Meet Miss Wallis and Futuna

Eighteen-year-old Violène Blondel is looking forward to being in Papua New Guinea to represent her home, Wallis and Futuna, in the Miss Pacific Islands Pageant (MPIP).

It has been 12 years since Miss Wallis and Futuna entered the pageant.

The French Territory of the Wallis and Futuna Islands is in the Polynesian group of the South Pacific, nestled halfway between Tonga, Tuvalu, Fiji and the Samoas. The Territory celebrated its national day on July 29 with the staging of the Miss Wallis and Futuna Pageant.

“I am very proud to represent my islands as cultural ambassador at this year’s MPIP because it's an opportunity for me to show and promote my culture and traditions and to share them with the rest of the Pacific,” Blondel stated.

“Our cultural similarities with some of the Pacific Islands are amazing like language and traditions with Samoa and Tonga who are our ancestors, also with Tuvalu, Niue and Tahiti. This make me feel like being part of a big Pacific family - that's what I believe being a cultural ambassador is, being part of a big Pacific family.”

As one of the representatives of the Pacific’s French territories, Blondel said she wanted to share her unique heritage with other contestants and to enrich the diversity of the pageant.

“This pageant is a platform to not only promote the role of young women as mothers, farmers, entrepreneurs and leaders of tomorrow but it allows us to work together to agree on our expectations and our role in building the future of our region.

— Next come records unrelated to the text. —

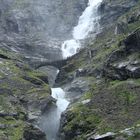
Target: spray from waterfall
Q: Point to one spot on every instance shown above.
(88, 22)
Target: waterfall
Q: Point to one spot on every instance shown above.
(88, 22)
(50, 122)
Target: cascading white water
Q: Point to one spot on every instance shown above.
(50, 122)
(88, 22)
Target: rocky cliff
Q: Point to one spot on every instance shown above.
(30, 32)
(102, 81)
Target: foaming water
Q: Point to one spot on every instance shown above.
(50, 121)
(88, 22)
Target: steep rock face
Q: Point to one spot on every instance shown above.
(36, 28)
(110, 64)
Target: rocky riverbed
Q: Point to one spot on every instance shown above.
(102, 81)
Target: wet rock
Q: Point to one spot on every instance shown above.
(107, 136)
(31, 132)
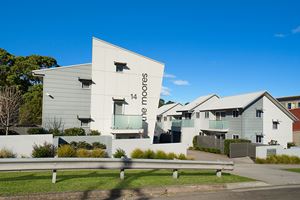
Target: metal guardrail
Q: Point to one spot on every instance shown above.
(54, 164)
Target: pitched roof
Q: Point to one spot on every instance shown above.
(237, 101)
(165, 108)
(195, 103)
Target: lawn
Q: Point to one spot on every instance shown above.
(14, 183)
(294, 170)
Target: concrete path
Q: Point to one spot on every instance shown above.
(270, 174)
(201, 155)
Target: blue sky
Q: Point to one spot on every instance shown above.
(224, 47)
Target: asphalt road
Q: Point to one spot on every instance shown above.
(275, 193)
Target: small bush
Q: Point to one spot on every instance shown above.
(137, 153)
(182, 157)
(98, 153)
(160, 155)
(227, 143)
(37, 131)
(95, 132)
(290, 144)
(43, 151)
(279, 159)
(149, 154)
(83, 153)
(84, 145)
(119, 153)
(171, 156)
(74, 132)
(5, 153)
(98, 145)
(66, 151)
(55, 132)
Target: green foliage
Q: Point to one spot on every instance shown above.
(119, 153)
(5, 153)
(31, 109)
(227, 143)
(98, 153)
(95, 132)
(160, 155)
(98, 145)
(66, 151)
(279, 159)
(149, 154)
(37, 131)
(74, 132)
(290, 144)
(137, 153)
(43, 151)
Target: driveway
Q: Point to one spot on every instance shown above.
(270, 174)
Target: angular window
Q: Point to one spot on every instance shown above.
(206, 114)
(259, 113)
(235, 113)
(259, 138)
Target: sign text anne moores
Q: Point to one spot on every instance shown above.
(144, 96)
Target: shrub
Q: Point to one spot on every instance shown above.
(74, 132)
(83, 153)
(182, 157)
(37, 131)
(98, 153)
(279, 159)
(171, 156)
(290, 144)
(149, 154)
(98, 145)
(227, 143)
(84, 145)
(5, 153)
(160, 155)
(95, 132)
(137, 153)
(43, 151)
(55, 132)
(119, 153)
(66, 151)
(195, 141)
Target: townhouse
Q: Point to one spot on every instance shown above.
(257, 117)
(117, 94)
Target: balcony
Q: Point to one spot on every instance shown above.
(183, 123)
(127, 122)
(218, 125)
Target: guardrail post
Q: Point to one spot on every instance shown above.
(122, 174)
(175, 173)
(54, 176)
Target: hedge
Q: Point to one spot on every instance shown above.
(227, 143)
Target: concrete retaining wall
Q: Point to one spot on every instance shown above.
(264, 151)
(22, 145)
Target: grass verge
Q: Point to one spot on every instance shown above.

“We want peace in our region, sustainable development and respect of our cultures. To ensure this platform has a future, we need the support of our governments, of our business houses and all those in a position to ensure it has the resources and capacity to continue to offer us young women, an opportunity to raise awareness of our hopes for our region and for the world.”

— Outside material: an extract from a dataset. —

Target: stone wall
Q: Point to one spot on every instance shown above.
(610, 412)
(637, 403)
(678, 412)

Blondel also highlighted the significance of preserving the Wallis and Futuna traditions.

“We must place paramount importance on the status of our women as one of the advantages of enjoying isolated existence within the Pacific region is that we have continued to honour our traditions that have been passed down for generations, especially in treatment of our women, and empowering them.

“What I wish to do as a young Wallisian woman is to focus on the importance of preserving  our traditions to ensure that young men continue to respect the traditional roles for their sisters, wives and mothers; even despite the ever changing progress of development and technology.

“This is something I hold dear as a woman who plans to pursue my education in Europe. I believe that we have many of our solutions to today's problems lying at the heart of our culture and our traditions.

“On the Miss Pacific Islands Pageant platform, I want to raise awareness on the issue of violence against women in our islands and obviously around the Pacific.

“I think that, girls’ behaviour doesn't only depend on the education that families provide (which is important of course), but they are also exposed to what happens around them and I also think that internet and social media have a very important impact on them, and unfortunately not always a positive one, which contributes to their behaviour and development.

“As we move forward as a region to promote our identity, as the Pacific, it is important to celebrate the diversity in our cultures, our values and our traditions. It's not surprising to see how many of these values are shared across our different islands.”

Blondel said it was unfortunate that tourism was not developed in her islands despite the unique cultures and traditions and scenic sites.

“With the help of South Pacific Tourism Office (SPTO) we are working on bringing in more tourists and I am happy to help on this important project. I'm very excited to be part of this pageant experience and take everything that can help me on my journey and make me grow as a woman as well.”

Wallis and Futuna has set a target of 10,000 visitors a year in a new strategy to move its tourism industry forward. Last year there were 100 visitors to the island territory, which has a population of 13,000, with most of them living in the capital Mata Utu.

The Pageant Week will be hosted from November 24th-30th.